Chemical clue sheds light on winter depression
- 14:53 19 September 2007
- NewScientist.com news service
- Alison Motluk
The brains of people with seasonal depression may be too efficient at bundling away a key chemical, a new study suggests.
The finding in people with (SAD) backs the prevailing theory about the biochemical causes of depression, and could give clues into new ways to treat the condition.
The prevailing theory of depression is that affected people do not have enough of certain neurotransmitters called monoamines – serotonin, norepinephrine, and dopamine – in the spaces between neurons. Most modern antidepressants work by blocking the absorption of these neurotransmitters back into the cell.

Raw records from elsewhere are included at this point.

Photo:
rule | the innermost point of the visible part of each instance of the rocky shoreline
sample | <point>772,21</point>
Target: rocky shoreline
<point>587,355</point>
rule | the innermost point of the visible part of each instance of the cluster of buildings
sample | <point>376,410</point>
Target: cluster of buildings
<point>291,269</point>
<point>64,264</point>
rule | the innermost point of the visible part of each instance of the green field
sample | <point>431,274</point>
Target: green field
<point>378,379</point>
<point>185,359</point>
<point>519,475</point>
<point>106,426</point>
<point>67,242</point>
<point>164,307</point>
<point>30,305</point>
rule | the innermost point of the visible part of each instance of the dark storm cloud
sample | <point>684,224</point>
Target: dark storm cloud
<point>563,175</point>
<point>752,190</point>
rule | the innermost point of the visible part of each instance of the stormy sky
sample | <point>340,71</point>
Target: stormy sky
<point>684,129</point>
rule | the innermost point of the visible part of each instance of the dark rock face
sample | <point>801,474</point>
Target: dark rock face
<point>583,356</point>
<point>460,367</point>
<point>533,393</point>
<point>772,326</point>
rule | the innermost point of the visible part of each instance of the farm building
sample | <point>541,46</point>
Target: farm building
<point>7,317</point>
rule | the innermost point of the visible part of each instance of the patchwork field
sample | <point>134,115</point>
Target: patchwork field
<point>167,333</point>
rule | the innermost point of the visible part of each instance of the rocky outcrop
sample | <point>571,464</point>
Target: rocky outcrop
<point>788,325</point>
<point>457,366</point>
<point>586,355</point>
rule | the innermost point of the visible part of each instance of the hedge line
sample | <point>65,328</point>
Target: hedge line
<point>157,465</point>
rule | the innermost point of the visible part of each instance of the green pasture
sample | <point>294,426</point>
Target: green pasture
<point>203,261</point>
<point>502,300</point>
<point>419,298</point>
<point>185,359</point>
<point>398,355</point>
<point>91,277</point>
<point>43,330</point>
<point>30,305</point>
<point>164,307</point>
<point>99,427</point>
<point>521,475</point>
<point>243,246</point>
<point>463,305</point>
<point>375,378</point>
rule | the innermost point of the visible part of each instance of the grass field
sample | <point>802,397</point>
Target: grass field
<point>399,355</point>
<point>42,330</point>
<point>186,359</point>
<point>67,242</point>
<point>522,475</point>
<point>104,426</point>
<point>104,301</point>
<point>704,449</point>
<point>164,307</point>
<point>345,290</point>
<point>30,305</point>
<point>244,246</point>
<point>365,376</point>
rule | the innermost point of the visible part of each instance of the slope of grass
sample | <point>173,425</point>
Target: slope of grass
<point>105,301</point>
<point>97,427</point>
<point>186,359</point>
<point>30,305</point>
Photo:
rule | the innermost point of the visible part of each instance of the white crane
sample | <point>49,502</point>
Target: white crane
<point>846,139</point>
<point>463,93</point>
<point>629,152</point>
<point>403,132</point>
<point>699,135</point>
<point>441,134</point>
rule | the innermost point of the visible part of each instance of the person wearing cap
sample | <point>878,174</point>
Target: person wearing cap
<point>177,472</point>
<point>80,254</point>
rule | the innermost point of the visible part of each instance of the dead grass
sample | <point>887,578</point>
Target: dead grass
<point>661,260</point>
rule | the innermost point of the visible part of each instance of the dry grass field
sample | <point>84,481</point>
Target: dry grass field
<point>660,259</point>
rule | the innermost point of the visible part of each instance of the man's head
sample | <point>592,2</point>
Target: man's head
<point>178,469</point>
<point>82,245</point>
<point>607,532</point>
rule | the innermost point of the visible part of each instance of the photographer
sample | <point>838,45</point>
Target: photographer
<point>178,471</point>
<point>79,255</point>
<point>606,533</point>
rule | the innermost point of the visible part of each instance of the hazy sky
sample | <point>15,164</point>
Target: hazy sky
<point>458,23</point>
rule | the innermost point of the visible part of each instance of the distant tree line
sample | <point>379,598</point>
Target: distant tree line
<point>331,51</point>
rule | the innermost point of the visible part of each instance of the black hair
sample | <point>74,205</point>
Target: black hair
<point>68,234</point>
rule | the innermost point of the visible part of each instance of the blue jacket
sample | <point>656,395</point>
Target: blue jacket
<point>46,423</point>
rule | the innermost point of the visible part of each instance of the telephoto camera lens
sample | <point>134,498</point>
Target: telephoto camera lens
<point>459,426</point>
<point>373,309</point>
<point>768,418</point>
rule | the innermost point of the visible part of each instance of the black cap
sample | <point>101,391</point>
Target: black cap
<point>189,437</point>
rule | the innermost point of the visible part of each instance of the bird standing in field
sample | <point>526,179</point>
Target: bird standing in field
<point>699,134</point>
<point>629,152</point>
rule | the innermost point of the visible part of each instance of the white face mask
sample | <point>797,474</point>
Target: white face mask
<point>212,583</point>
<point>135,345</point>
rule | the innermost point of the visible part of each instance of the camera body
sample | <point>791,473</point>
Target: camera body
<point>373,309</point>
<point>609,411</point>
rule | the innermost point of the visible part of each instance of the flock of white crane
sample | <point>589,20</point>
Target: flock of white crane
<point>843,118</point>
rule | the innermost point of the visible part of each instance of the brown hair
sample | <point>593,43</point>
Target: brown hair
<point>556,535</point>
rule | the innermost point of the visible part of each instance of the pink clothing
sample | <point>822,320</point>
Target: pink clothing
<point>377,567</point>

However, there is little agreement on why levels are inadequate in the first place. It could be that depressed people produce lower volumes of the neurotransmitters, or they could break them down too rapidly. Or it could be that the neurotransmitters are removed from the junction between neurons, called the synaptic cleft, too quickly.
Matthaeus Willeit and Harald Sitte at the University of Vienna in Austria and their colleagues now have evidence for the last of these – that serotonin is being removed too efficiently.
The researchers studied 73 drug-free patients with seasonal affective disorder (SAD) and 70 people without the condition. People with SAD get depressed in the autumn and winter, and often go into remission in the spring and summer. So-called “bright light therapy” – where sufferers stare at brightly lit screens – can also relieve symptoms.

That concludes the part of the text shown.